I hope this may help with some of the common problems.

Best Regards Mark
 
Good words on the process to unblock a hot end. Do you ever use the "freeze plug" (my name for it - not sure it has a name) method, where you squish some filament into the hot end, let it cool to around 180°, and then pull it out? That has been helpful for me a few times.

Not sure why my extruder doesn't click on retraction, but I've never heard it. Of course, my extruder is a custom design that I worked up to enable printing with TPU (yes - even on a Bowden setup!), so maybe that is the difference.
 
Yes I have done it now and then, it's a handy trick to know if the blockage is up towards the heatbreak, using a nozzle cleaner tends to just push a hole through the blockage without completely clearing it.

With the big Chiron If I start getting problems with persistent nozzle blockages or things like that I usually just change the whole hot end. They take about 10 minutes to change and they are so cheap it's easier to change the whole shebang. They are only about £12 direct from Anycubic for the whole assembly so I keep a couple of spare ones just in case.

Doing It with my little printer (Geeetech I3 clone) is a right pain though so I usually try to clear it in situ if possible.

If your extruder is a custom job for TPU then it probably does retract silently.

I've heard that printing TPU with a Bowden setup is quite tricky because it's so flexible it tries to go everywhere but where you want it, I once heard it described as pushing cooked spaghetti up a drinking straw. It would be interesting to hear your approach to this.

I've tried it quite successfully with a direct drive extruder but never with a bowden one.

Best Regards Mark
 
It does feel a bit like spaghetti up a straw ... but surprisingly, it does work. The key is to leave no gaps where the filament can veer off course. In the extruder, there is typically a bit of room between the drive gear / roller / whatever and the start of the Bowden tube. My design uses a V-shaped block that comes right up to the gear and roller, so that the filament cannot squeeze out of line.

TPU does require rather slow printing speeds, at least with my setup - not sure if that is true for TPU in general, even on a direct drive. I generally print PLA at 60-80mm / sec, but TPU at 15-20.
 
Jeeesshhh, I feel like such a knuckle-dragger.

Whenever I get a nozzle plug I throw in a fresh nozzle, then burn out the plug. I picked up that trick from a video I saw years ago when I started printing.

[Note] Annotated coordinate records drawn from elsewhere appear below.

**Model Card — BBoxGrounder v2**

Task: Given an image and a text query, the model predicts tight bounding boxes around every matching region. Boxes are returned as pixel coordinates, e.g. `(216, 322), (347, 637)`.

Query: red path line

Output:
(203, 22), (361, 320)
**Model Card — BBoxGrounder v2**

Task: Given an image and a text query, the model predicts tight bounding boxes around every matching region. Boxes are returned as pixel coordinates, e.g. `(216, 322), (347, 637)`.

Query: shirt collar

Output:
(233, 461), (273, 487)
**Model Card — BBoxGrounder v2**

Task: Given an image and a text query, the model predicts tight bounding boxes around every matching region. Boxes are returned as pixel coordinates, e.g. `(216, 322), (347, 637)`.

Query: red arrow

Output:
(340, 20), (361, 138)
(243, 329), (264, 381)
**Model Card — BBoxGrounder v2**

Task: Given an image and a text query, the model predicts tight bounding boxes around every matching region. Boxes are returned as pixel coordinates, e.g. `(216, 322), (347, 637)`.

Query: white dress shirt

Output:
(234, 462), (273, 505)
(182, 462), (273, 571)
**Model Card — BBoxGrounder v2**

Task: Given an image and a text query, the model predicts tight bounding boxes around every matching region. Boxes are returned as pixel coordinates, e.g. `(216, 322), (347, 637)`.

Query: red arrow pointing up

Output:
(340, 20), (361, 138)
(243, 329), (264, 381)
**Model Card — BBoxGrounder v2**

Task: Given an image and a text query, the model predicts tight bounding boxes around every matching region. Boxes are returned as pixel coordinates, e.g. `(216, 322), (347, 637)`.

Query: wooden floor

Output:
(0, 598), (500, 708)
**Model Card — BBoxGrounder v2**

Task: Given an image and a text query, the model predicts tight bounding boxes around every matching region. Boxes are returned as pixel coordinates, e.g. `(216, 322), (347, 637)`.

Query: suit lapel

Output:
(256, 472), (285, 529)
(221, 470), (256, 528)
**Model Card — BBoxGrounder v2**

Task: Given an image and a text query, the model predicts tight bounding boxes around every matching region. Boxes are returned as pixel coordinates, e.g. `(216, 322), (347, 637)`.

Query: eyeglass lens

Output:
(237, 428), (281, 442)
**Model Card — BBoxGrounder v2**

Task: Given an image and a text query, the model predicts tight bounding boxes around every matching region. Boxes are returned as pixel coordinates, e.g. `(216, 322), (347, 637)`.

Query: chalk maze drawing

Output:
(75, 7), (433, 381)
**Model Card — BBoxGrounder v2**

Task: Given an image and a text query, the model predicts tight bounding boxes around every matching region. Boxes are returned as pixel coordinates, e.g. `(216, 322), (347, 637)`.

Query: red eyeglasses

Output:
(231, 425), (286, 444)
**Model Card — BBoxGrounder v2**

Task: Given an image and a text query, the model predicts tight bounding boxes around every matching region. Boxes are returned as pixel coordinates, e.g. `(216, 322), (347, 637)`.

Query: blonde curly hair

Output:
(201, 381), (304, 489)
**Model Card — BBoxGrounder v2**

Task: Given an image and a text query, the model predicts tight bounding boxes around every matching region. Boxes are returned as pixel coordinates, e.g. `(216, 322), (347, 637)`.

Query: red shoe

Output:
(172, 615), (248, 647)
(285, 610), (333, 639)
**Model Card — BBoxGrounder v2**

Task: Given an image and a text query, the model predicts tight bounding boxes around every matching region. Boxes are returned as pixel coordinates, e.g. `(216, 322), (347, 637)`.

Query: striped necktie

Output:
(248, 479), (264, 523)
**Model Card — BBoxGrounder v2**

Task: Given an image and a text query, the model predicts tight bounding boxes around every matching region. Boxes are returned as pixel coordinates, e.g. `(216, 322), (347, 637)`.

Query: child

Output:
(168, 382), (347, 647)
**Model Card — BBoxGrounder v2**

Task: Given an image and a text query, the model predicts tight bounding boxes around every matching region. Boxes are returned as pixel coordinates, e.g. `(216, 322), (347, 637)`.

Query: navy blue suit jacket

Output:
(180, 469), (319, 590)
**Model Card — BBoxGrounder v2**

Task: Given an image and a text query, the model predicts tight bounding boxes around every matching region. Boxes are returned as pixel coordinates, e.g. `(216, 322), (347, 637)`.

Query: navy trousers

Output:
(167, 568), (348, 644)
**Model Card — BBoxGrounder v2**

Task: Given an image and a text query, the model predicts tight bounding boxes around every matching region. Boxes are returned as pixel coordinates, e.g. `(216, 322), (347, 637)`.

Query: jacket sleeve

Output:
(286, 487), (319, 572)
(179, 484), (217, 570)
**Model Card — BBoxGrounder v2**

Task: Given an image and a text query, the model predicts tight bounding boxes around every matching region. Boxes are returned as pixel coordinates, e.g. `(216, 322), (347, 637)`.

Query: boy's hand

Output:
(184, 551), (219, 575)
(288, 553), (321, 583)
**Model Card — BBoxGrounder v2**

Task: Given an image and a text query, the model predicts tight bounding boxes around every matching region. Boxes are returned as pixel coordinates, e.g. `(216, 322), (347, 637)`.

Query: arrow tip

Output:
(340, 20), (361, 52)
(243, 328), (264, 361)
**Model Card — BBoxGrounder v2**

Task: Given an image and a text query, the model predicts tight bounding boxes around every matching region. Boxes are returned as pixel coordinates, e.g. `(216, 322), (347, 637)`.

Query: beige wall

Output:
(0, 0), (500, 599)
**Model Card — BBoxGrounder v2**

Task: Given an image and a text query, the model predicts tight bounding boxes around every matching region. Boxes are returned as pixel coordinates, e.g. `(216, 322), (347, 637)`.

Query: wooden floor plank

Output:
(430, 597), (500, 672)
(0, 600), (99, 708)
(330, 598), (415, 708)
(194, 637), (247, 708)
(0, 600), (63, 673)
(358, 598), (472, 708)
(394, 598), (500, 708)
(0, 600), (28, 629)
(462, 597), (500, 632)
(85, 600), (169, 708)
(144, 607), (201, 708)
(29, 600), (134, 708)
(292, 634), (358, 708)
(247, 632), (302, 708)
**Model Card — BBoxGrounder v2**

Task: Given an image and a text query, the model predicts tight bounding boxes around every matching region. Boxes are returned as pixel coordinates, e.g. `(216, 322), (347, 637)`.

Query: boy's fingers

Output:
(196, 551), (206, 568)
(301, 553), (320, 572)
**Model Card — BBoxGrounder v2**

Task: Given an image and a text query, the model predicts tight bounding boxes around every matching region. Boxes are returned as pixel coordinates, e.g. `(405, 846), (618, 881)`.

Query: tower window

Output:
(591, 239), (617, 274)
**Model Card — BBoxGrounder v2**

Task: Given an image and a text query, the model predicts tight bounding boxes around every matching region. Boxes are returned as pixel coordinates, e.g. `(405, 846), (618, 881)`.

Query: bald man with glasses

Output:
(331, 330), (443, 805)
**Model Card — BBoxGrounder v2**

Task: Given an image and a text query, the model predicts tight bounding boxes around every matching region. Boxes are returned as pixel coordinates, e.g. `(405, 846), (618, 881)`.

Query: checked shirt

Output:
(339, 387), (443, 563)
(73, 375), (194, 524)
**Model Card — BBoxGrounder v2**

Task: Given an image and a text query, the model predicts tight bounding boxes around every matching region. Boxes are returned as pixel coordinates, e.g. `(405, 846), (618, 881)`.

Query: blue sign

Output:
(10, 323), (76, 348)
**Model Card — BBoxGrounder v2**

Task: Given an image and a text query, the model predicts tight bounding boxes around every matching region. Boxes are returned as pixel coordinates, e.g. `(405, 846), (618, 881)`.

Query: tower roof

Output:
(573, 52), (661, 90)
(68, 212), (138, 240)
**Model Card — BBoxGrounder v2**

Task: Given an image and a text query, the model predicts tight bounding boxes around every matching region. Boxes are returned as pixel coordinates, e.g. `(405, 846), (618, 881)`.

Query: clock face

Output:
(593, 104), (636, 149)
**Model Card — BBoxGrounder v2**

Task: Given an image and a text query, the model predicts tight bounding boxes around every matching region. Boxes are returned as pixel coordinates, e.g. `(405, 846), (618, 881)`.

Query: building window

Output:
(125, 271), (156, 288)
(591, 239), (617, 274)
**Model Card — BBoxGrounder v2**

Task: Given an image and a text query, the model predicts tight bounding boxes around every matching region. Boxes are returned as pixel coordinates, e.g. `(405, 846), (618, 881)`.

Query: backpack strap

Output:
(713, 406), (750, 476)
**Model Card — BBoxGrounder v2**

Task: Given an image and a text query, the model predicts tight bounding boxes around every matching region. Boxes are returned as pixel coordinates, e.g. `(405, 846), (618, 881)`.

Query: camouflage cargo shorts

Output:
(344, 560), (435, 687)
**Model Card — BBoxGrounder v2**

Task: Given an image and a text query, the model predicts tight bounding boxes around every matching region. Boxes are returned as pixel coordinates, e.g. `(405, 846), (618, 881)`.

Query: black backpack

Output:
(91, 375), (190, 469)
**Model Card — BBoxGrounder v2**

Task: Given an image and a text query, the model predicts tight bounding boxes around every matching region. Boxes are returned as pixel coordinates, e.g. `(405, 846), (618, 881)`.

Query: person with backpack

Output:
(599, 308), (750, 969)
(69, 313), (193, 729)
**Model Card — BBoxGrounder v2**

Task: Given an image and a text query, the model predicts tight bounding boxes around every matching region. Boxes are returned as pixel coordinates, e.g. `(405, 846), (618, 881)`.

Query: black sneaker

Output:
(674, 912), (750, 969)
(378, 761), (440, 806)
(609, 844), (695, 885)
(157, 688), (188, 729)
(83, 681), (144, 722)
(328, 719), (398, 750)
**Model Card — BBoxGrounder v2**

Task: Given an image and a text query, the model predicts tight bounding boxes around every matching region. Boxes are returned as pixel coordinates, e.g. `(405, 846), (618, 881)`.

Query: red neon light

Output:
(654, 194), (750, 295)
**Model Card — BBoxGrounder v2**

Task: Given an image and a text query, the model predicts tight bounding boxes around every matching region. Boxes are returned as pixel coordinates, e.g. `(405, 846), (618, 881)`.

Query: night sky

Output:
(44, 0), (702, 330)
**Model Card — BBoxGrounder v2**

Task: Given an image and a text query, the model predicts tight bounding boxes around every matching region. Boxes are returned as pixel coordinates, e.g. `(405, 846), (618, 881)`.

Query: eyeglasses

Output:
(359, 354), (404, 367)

After removing the plugged nozzle, I heat it with a torch, the plug will melt and fall out. Then I continue heating the nozzle for another minute or so. I only bring it up to a dull red since you aren't trying to melt the brass. Then I quench it in a dish/glass of water. The steam from the quenching will blow any remaining crap out of the nozzle leaving it nice and clean. It takes longer to get things set up, and cleaned up afterward, than it does to actually clean the nozzle.

If you're worried about the burning plastic starting something on fire, then heat the nozzle over the water. The burning blob will fall in the water and the problem's solved.